The lighting is for the plants.. and he is pretty easy to find because he is 4-5 inches long.


----------



## mantisman 230 (Aug 23, 2014)

nice setup, there is actually room for multiple Chinese mantids without issues


----------



## mantisboxer (Aug 23, 2014)

wait u said you counted ten abdominal segments are you sure tenodera sinensis males are supposed to have 8 segments


----------



## mantisman 230 (Aug 23, 2014)

might not be experienced in segment counting, might be thinking top


----------



## Oustaletsguy (Aug 23, 2014)

lol i counted 8,but there is a tiny one. Idk if it counts. I just picked up my two new cresties today.


----------



## LAME (Aug 23, 2014)

LOL!!! and the community told me a 10 gallon tank was overkill?!

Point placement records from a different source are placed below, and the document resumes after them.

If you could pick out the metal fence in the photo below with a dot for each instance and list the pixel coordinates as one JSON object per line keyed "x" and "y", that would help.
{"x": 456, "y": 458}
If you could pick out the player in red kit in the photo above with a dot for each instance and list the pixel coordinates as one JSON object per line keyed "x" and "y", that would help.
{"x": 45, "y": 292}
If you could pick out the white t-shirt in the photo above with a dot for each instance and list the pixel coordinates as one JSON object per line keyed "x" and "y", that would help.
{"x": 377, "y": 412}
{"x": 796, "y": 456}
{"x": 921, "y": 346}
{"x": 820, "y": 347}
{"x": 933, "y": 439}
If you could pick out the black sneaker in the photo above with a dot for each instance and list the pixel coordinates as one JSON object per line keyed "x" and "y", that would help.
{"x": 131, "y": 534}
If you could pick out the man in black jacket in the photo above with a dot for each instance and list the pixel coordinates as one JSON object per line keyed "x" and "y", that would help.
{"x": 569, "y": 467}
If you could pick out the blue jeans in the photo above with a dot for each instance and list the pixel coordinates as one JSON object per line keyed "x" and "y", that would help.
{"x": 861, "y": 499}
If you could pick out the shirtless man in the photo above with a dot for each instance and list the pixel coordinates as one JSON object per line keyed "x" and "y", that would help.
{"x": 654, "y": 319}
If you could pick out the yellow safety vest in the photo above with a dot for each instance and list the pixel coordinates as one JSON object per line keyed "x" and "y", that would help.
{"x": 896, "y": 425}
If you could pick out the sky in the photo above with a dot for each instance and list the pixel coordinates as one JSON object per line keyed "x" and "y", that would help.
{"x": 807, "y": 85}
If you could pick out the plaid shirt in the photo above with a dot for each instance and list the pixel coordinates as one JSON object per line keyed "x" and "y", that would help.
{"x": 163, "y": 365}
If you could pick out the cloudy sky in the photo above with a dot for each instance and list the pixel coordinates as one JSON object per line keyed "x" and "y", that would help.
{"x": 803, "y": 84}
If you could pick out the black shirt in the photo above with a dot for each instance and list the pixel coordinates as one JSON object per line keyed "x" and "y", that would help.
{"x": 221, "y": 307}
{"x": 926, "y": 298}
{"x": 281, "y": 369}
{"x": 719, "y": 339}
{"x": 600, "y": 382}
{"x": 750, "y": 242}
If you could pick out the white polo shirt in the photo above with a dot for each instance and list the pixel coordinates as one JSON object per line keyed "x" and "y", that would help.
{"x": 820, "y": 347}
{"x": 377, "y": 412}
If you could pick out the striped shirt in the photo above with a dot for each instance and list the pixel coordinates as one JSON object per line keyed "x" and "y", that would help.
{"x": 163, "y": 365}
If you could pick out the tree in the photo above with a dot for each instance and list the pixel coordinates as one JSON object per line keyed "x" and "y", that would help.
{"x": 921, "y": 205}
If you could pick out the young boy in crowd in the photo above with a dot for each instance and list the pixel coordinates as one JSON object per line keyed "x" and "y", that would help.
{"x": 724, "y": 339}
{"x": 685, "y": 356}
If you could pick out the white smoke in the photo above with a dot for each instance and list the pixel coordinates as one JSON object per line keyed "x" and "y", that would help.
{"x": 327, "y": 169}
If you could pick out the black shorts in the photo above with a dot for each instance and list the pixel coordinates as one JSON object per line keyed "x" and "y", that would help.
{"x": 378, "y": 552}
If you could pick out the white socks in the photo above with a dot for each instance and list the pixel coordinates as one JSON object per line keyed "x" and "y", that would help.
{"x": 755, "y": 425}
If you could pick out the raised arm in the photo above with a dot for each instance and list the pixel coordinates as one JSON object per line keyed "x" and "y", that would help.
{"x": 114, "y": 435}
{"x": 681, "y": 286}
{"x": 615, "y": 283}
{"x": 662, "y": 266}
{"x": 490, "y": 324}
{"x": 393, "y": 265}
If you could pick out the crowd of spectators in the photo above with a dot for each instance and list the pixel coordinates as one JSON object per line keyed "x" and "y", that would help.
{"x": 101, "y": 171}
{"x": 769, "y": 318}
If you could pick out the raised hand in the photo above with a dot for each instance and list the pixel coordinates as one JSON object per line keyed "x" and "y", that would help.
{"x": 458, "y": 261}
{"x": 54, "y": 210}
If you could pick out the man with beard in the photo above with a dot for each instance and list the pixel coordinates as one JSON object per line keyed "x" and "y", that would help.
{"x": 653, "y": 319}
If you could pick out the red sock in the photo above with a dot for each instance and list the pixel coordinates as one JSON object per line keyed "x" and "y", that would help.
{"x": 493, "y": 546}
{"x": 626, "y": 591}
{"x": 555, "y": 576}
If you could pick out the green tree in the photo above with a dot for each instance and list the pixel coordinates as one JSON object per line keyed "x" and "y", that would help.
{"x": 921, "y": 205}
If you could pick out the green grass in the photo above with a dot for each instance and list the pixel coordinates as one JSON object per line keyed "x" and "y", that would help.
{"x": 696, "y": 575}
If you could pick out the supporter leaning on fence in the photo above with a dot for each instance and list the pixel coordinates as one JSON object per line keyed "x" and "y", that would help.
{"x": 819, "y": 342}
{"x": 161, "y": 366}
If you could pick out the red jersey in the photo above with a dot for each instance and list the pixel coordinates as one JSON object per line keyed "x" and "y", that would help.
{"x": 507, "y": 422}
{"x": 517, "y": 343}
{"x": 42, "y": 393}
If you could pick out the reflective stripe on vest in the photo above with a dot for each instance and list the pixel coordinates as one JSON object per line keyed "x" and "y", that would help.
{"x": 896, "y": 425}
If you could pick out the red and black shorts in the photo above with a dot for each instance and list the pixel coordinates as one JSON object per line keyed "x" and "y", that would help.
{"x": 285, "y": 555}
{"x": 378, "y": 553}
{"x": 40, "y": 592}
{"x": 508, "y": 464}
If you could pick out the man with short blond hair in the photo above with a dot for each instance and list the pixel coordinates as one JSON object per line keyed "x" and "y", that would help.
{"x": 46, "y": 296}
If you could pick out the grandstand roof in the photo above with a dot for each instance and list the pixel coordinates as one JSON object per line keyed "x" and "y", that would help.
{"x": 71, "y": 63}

Hahaha, hey I like it though! The bigger the better


----------



## Sticky (Aug 24, 2014)

Absolutely awesome! 4-5 inches, that sounds more like a female.


----------



## Aryia (Aug 26, 2014)

The tiny segments count, you can actually judge the sex by the absence or presence or the tiny segment if you're experienced with it. Males have it, females don't. You need to count on the underside of the abdomen. A common mistake is to count from the top, and they all look like they have the same amount of segments from the top.


----------



## dmina (Aug 29, 2014)

That is one lucky mantid... Pampered in style thanks for sharing!


----------



## Ralphys_Mantids (Sep 7, 2014)

Thats one huge mansion.. Your mantis is rich! Lol


----------



## Rick (Sep 7, 2014)

Sticky said:


> Absolutely awesome! 4-5 inches, that sounds more like a female.


They don't get that big and males are often as long if not longer than the females.

This reminds me of the colony of Egyptian mantids I had once.


----------